Las consecuencias están a la vista
Un ejemplo concreto son las mantas oleofílicas, herramientas clave en la contención de derrames. Muchas operadoras dejaron de utilizarlas, lo que no solo incrementa el impacto ambiental, sino que elimina puestos de trabajo que antes se encargaban de su mantenimiento y reposición. Tareas de limpieza o control ambiental que antes se resolvían con equipos pequeños y eficientes, hoy son dilatadas o directamente abandonadas.

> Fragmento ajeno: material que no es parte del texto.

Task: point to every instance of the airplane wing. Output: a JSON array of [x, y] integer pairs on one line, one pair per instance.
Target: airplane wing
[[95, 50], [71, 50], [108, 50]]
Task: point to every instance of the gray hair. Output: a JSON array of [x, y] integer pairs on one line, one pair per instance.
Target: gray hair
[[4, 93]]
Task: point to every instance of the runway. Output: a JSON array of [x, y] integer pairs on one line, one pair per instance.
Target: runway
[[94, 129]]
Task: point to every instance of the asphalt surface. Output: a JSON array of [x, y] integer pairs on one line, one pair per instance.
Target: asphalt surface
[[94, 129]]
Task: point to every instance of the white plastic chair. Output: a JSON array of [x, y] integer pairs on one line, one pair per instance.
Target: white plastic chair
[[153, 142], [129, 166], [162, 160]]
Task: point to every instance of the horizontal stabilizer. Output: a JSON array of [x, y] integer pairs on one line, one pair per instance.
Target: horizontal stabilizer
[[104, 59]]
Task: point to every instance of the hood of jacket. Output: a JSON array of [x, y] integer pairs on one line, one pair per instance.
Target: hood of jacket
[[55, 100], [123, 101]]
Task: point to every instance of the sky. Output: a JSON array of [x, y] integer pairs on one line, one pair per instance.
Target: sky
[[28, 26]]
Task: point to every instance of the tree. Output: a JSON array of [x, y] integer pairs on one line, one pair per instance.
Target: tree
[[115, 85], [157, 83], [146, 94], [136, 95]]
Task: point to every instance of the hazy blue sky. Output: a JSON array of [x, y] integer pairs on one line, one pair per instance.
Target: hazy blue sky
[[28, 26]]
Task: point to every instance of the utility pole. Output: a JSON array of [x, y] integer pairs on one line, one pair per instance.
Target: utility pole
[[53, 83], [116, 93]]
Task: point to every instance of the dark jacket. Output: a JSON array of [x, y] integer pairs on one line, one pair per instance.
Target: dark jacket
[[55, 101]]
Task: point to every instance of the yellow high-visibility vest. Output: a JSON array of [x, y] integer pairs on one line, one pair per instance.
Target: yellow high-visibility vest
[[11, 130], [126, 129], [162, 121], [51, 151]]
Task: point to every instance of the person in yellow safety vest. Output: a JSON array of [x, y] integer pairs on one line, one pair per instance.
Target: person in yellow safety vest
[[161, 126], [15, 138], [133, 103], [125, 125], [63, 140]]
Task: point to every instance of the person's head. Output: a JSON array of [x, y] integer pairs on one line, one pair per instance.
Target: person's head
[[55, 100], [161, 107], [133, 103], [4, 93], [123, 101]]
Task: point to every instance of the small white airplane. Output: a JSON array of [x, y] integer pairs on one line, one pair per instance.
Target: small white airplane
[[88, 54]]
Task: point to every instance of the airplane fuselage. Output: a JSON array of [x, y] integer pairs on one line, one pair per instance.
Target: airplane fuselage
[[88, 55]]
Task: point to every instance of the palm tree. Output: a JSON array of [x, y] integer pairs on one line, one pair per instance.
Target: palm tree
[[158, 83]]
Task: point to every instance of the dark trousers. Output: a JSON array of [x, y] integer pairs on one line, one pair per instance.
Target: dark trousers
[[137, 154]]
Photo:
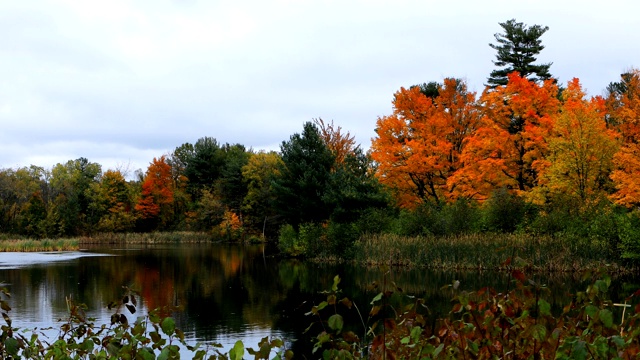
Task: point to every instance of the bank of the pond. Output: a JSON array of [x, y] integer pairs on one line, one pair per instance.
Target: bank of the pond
[[176, 237], [28, 245], [488, 252]]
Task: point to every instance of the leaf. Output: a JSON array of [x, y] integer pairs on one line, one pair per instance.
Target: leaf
[[346, 302], [376, 298], [168, 326], [336, 281], [437, 351], [544, 307], [11, 345], [237, 352], [336, 322], [146, 354], [322, 305], [606, 317], [518, 275], [5, 306], [538, 332], [131, 308], [591, 310], [579, 350]]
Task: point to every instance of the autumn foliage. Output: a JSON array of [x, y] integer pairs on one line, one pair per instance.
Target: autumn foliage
[[624, 108], [527, 137], [419, 146], [156, 198]]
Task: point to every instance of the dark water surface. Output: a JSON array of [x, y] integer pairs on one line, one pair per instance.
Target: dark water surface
[[228, 292]]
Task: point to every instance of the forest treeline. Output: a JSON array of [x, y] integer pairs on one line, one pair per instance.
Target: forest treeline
[[526, 155]]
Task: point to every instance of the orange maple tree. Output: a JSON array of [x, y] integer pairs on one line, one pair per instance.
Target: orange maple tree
[[581, 147], [624, 107], [418, 147], [506, 149], [341, 144], [156, 199]]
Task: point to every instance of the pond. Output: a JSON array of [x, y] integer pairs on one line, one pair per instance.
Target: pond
[[227, 292]]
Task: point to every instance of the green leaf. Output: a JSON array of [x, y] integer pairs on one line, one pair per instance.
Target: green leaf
[[336, 322], [322, 305], [591, 310], [437, 351], [539, 332], [606, 317], [544, 307], [237, 352], [168, 326], [416, 332], [376, 298], [336, 281], [5, 306], [146, 354], [11, 345], [164, 354], [579, 351], [473, 347]]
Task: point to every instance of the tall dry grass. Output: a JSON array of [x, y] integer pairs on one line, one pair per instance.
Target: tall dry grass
[[481, 251], [28, 245]]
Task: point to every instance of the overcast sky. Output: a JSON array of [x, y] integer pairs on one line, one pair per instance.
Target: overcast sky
[[123, 81]]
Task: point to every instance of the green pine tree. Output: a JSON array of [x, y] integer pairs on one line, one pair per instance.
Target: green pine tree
[[517, 49]]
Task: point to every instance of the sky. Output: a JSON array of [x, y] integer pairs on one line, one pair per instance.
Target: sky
[[120, 82]]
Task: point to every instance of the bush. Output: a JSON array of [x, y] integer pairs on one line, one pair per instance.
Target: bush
[[309, 240], [504, 211], [341, 239], [289, 242]]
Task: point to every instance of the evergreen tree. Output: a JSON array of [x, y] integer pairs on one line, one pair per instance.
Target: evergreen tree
[[305, 173], [517, 50]]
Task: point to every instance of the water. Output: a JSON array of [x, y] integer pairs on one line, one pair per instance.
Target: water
[[227, 292]]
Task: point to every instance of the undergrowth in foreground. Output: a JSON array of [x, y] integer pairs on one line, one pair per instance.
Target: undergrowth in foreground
[[483, 324], [26, 245], [482, 251]]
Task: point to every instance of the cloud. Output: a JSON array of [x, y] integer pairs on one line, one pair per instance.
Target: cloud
[[123, 81]]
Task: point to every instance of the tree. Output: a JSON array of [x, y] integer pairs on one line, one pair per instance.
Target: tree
[[304, 175], [230, 186], [418, 147], [70, 213], [204, 166], [340, 144], [623, 104], [581, 148], [517, 49], [506, 149], [110, 201], [155, 206], [258, 175], [353, 188]]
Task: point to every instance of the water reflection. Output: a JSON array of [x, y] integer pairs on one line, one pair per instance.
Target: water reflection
[[231, 292]]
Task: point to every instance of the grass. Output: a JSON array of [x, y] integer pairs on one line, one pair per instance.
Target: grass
[[482, 251], [22, 244], [29, 245], [183, 237]]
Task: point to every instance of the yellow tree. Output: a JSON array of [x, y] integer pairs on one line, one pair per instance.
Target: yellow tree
[[506, 149], [624, 110], [156, 200], [340, 144], [581, 148], [418, 147]]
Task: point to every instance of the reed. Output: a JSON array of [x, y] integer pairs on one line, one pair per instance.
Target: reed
[[481, 251], [30, 245], [183, 237]]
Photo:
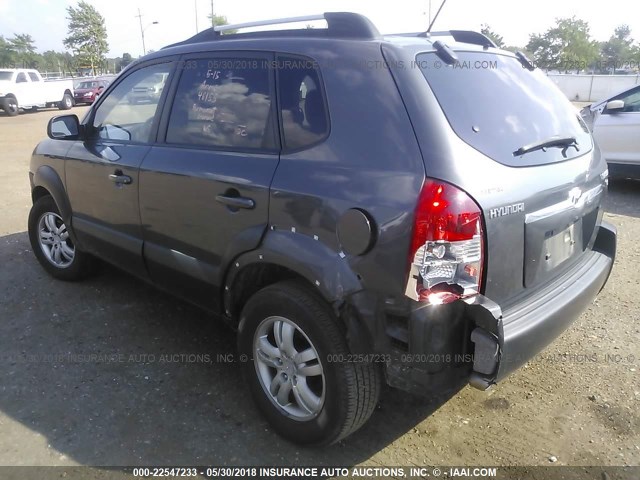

No hay paro, pero hay silencio
Aunque aún no se ha llegado a un paro generalizado, el malestar crece. El sindicato y el gobierno provincial salieron en su momento en defensa de los trabajadores locales, pero las decisiones operativas avanzan por otros carriles, muchas veces sin control ni diálogo. La realidad muestra que el nivel de empleabilidad que se promociona en Vaca Muerta no alcanza a todos por igual.
Es necesario un llamado de atención urgente. La industria puede optimizarse, pero no a costa de invisibilizar a los trabajadores. Si Vaca Muerta quiere ser un modelo de desarrollo, debe garantizar también inclusión, equidad y respeto por la experiencia y el esfuerzo de quienes la hicieron posible.
“Con este modelo se hace más con menos, pero ese ‘menos’ significa menos gente trabajando”, comentan desde el entorno de trabajadores afectados. Tareas que antes se hacían con tres o cuatro personas, hoy se hacen con una o dos, lo que reduce la cantidad de operarios por locación, acorta listas de reemplazo y disminuye drásticamente las oportunidades de ingreso o rotación laboral.
El discurso de la eficiencia, entonces, va dejando en segundo plano a la experiencia, el conocimiento acumulado y la necesidad urgente de trabajo que tienen muchos técnicos y operarios de la región. Y aunque aún no se ha generado una medida de fuerza contundente, el paro silencioso ya existe: son cientos los que están en sus casas, sin días en el campo y sin perspectivas a corto plazo.
Vaca Muerta: ¿trabajo para quién?
Aunque Vaca Muerta se presenta como el gran polo generador de empleo del país, la distribución de ese trabajo no es equitativa ni favorece principalmente a los habitantes de las provincias donde se explota el recurso. Muy por el contrario, la mayoría de los trabajadores jerárquicos y convencionales provienen de Mendoza, mientras que solo un porcentaje muy pequeño vive efectivamente en Neuquén.
Esta realidad, que pocos se animan a decir en voz alta, genera un profundo malestar entre los trabajadores neuquinos, rionegrinos y pampeanos que quedan fuera del sistema, aun teniendo experiencia y disponibilidad inmediata. “Estamos en nuestras casas sin meter un día de trabajo, mientras vemos pasar combis llenas con gente de otras provincias”, comentan entre compañeros del sector.
Además, las empresas no solo eligen personal de fuera, sino que muchas veces priorizan a quienes no están afiliados o no aportan al sindicato, dejando afuera a trabajadores que sí lo están y que dependen de esos ingresos para sostener a sus familias.
Mientras tanto, la riqueza que se genera en Neuquén se va a otras provincias, en una dinámica que erosiona el sentido de pertenencia local y genera un creciente resentimiento silencioso. Es un tema incómodo, pero necesario: ¿para quién es realmente Vaca Muerta?